En parallèle de ses études à l’internat Saint-Joseph (devenu lycée Saint-Marc, à Lyon), il est scout de France, où il est surnommé « Castor méditatif ».
Sa vocation religieuse l’a conduit à devenir prêtre catholique, mais elle ne s’est pas arrêtée aux préceptes religieux traditionnels. Après la Seconde guerre mondiale, qui l’a profondément marquée, notamment par la détresse des sans-abri et des personnes vivant dans la misère, il crée le mouvement Emmaüs en 1949.
Inspiré par la parole évangélique « Ce que vous avez fait au plus petit d’entre les miens, c’est à moi que vous l’avez fait », il ouvre un premier centre d’accueil pour les sans-abri à Neuilly-Plaisance, en région parisienne. Petit à petit, les communautés Emmaüs se développent partout en France. En plus d’offrir un abri et de la nourriture, ces dernières permettent aux plus précaires de trouver un travail et de se réinsérer dans la société.
Le cri de détresse de l’hiver 1954 ou “l’insurrection de la bonté”
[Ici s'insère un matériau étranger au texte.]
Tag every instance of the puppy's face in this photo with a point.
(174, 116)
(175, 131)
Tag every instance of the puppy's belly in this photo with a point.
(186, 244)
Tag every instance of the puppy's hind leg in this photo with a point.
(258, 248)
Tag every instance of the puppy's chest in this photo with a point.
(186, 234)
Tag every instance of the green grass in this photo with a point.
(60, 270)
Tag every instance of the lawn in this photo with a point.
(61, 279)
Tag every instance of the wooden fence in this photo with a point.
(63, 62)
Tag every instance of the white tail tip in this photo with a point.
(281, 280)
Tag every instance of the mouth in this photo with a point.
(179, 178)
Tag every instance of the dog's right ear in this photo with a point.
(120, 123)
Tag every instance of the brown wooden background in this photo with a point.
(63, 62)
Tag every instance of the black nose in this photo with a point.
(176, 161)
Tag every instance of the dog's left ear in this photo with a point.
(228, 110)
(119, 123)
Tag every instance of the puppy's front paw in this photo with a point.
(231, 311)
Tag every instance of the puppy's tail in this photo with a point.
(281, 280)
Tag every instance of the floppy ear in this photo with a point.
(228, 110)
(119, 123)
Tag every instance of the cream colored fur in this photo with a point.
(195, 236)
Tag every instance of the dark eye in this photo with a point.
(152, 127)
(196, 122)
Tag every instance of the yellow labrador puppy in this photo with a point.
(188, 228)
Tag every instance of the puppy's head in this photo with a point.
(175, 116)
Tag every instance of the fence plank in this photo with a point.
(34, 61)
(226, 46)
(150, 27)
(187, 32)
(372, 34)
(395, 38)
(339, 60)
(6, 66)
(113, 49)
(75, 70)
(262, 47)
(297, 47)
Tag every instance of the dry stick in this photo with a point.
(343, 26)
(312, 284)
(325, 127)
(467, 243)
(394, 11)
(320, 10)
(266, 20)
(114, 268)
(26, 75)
L’hiver 1954 marque un tournant dans la vie de l’abbé Pierre. Cette année-là, la France est particulièrement frappée par une vague de froid qui tue de nombreux sans-abri. Le 1er février 1954, les auditeurs de Radio-Luxembourg (aujourd’hui RTL) entendent ce qui deviendra le célèbre « Appel de l’abbé Pierre ».
« Mes amis, au secours… Une femme vient de mourir gelée, cette nuit à trois heures, sur le trottoir du boulevard Sébastopol, serrant sur elle le papier par lequel, avant-hier, on l’avait expulsée…
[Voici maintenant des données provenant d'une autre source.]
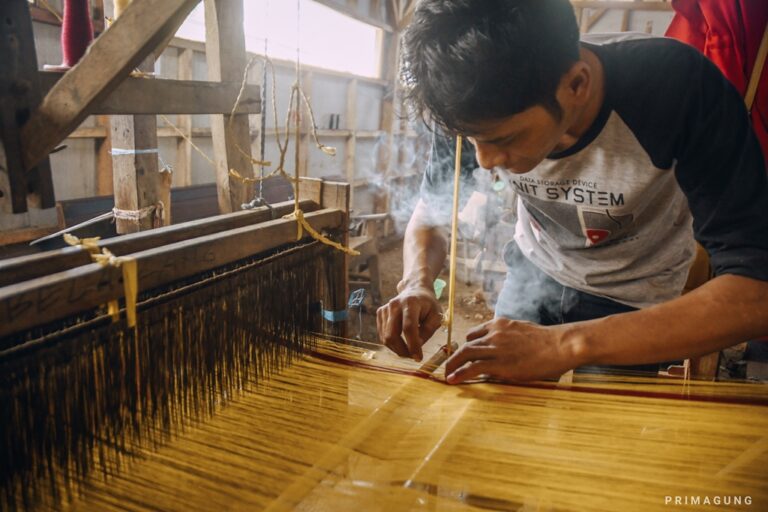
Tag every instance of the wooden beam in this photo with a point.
(46, 299)
(618, 4)
(104, 175)
(225, 54)
(20, 94)
(162, 96)
(110, 60)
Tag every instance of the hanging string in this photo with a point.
(50, 9)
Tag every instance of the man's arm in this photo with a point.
(725, 311)
(407, 321)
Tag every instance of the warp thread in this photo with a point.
(120, 6)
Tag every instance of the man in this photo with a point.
(620, 154)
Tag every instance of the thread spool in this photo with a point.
(76, 31)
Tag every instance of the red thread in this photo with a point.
(76, 31)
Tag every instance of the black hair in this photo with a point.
(465, 61)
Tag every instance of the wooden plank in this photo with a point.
(163, 96)
(110, 60)
(138, 182)
(18, 236)
(182, 172)
(198, 46)
(16, 270)
(20, 94)
(225, 54)
(619, 4)
(57, 296)
(592, 19)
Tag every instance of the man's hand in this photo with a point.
(513, 351)
(407, 321)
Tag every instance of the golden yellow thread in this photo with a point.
(50, 9)
(297, 98)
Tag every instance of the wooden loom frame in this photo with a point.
(54, 285)
(163, 256)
Chaque nuit, ils sont plus de deux mille recroquevillés sous le gel, sans toit, sans pain, plus d’un presque nu. Devant tant d’horreur, les cités d’urgence, ce n’est même plus assez urgent !
Écoutez-moi : en trois heures, deux premiers centres de dépannage viennent de se créer : l’un sous la tente au pied du Panthéon, rue de la Montagne Sainte Geneviève ; l’autre à Courbevoie. Ils regorgent déjà, il faut en ouvrir partout. Il faut que ce soir même, dans toutes les villes de France, dans chaque quartier de Paris, des pancartes s’accrochent sous une lumière dans la nuit, à la porte de lieux où il y ait couvertures, paille, soupe, et où l’on lise sous ce titre « centre fraternel de dépannage », ces simples mots : « Toi qui souffres, qui que tu sois, entre, dors, mange, reprends espoir, ici on t’aime ».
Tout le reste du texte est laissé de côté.